Lors d’un trek en Thaïlande en décembre 2019, mes clients et moi avions dormi chez l’habitant dans un village karen où vit une communauté de paysans soucieux de la protection de l’environnement qui s’appelle « Ton Tale » signifiant la source de la mer. L’oncle Sommaï le patriarche de la communauté m’avait parlé d’un rite animiste annuel qui devait se tenir début mars selon le calendrier lunaire au temple du village siège d’un culte chamanique proche de la frontière birmane.

J’avais bien retenu la date et étais bien déterminé à y assister. J’y suis donc allé avec un ami et ne le regrette pas. Dès notre arrivée dans le temple, nous sommes chaleureusement accueillis par un fidèle, puis nous nous dirigeons vers le temple en bois où vit le chaman âgé de plus de 90 ans. Nous nous inclinons trois fois comme le veut la coutume devant lui avant de discuter avec des Karens venus de la région pour la célébration. Beaucoup d’entre eux logent et mangent sur place car ils viennent pour certains de loin. Nous sommes invités à partager leur repas composé de plantes sauvages, de porc et de riz. Dans ce village, on élève des poules, des canards, des porcs, on consomme des oeufs contrairement au village de Letongku où est également pratiqué un culte chamanique aux règles plus strictes.

Sur le terrain du temple ont été érigés des dizaines de longs mâts en bambous chargés de bannières, de guirlandes, de couronnes ornées de feuilles de ficus religiosa attribut du bouddhisme ainsi que des supports pour placer les bougies. De nombreux fruits (ananas, noix d’arec, mains de bananes) ont été placés sur des arbres et sur des dais en bambou auxquels sont accrochés des petits paniers finement tressés contenant du riz, une plante sacrée appelée sompoï  (acacia concinna) aux vertus protectrices qui ressemble aux gousses de tamarin et du curcuma.

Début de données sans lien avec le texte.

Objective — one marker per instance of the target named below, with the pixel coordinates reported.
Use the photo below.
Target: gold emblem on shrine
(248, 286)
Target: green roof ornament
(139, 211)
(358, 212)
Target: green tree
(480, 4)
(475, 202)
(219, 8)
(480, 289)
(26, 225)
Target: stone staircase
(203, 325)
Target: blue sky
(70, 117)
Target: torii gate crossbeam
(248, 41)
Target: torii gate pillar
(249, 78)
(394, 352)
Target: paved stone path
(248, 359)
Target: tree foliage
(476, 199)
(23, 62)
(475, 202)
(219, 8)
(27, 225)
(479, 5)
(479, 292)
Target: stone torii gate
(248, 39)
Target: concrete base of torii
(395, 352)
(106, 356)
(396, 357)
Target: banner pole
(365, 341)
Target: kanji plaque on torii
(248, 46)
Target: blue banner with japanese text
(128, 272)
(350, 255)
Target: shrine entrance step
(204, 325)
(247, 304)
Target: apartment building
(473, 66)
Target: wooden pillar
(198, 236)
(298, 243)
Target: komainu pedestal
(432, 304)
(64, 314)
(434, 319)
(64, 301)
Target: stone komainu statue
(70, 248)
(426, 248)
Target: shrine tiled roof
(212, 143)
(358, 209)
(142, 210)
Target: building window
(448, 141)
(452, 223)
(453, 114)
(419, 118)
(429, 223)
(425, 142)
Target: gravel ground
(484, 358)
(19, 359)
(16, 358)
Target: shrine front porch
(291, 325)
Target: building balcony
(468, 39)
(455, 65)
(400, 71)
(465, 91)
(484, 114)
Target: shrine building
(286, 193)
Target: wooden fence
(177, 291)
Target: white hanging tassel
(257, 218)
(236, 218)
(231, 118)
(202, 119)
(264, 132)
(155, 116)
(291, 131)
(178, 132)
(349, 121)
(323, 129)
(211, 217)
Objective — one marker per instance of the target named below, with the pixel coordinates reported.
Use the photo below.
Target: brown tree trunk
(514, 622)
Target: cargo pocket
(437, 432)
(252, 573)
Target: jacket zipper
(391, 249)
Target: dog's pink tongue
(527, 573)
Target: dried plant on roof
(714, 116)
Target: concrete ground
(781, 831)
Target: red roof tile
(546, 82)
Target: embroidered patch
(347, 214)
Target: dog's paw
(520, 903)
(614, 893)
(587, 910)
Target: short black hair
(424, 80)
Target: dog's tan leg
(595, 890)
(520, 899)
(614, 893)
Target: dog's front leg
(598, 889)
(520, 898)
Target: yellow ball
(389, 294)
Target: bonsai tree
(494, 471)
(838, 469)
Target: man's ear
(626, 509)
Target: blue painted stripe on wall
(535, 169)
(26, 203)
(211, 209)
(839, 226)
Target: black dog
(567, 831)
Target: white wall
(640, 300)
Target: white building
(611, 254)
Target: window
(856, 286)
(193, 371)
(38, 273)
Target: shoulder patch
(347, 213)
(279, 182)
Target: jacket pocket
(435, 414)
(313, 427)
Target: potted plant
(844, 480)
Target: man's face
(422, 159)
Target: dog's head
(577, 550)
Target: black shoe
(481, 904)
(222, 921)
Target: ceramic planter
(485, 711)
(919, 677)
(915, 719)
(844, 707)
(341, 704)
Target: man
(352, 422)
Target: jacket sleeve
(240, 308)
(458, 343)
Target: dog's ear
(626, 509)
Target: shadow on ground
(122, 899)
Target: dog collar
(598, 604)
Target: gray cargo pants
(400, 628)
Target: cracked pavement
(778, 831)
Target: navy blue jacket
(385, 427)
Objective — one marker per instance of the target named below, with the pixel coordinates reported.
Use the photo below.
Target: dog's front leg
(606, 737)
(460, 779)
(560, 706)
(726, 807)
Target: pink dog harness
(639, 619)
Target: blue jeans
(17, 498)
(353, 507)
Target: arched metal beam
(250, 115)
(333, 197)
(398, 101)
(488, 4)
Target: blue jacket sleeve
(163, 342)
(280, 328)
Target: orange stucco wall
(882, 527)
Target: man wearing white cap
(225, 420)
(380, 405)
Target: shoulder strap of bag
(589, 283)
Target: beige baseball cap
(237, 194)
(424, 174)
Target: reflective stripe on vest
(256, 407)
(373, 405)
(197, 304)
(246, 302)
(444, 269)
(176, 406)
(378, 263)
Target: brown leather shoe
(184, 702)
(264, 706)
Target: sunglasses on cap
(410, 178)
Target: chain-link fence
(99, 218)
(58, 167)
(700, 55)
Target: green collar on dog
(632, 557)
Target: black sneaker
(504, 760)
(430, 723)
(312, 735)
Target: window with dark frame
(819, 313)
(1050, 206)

J’apprendrai plus tard la signification de ce rite en lisant un panneau explicatif écrit en thaï accroché dans le temple. En voici la traduction :

Il y a en tout 12 points de dévotion dédiés aux esprits (génies) portant chacun un nom en langue karen consistant en des mâts en bambou et en bois.

  1. L’esprit appelé Tamujae pado qui veille sur le monde.
  2. Le génie du lieu qui protège les humains.
  3. Le point où on lave les péchés et qui procure des mérites.
  4. L’esprit protecteur de Tamujae pado.
  5. L’esprit Potaku qui veille sur le bien-être des gens et leur procure abondance.
  6. Le génie du lieu qui veille à ce que le monde entier ne manque pas de nourriture.
  7. L’esprit protecteur une sorte d’ange-gardien de Potaku qui protège les gens de toutes conditions sociales.
  8. L’esprit qui procure abondance de nourriture pour tous les habitants de la planète.
  9. L’esprit qui détermine la destinée des êtres humains quel que soit leur couleur de peau, leur aspect physique.
  10. L’esprit qui veille à l’égalité entre les riches et les pauvres.
  11. Le stupa consistant en un mât en bois différent des autres peint en orange entouré de 4 mâts en bambou symbolisant l’esprit veillant sur les 4 points cardinaux. A son pied ont été offert des sacs de riz afin que la récolte soit bonne.
  12. L’autel où les fidèles viennent rendre hommage au chaman.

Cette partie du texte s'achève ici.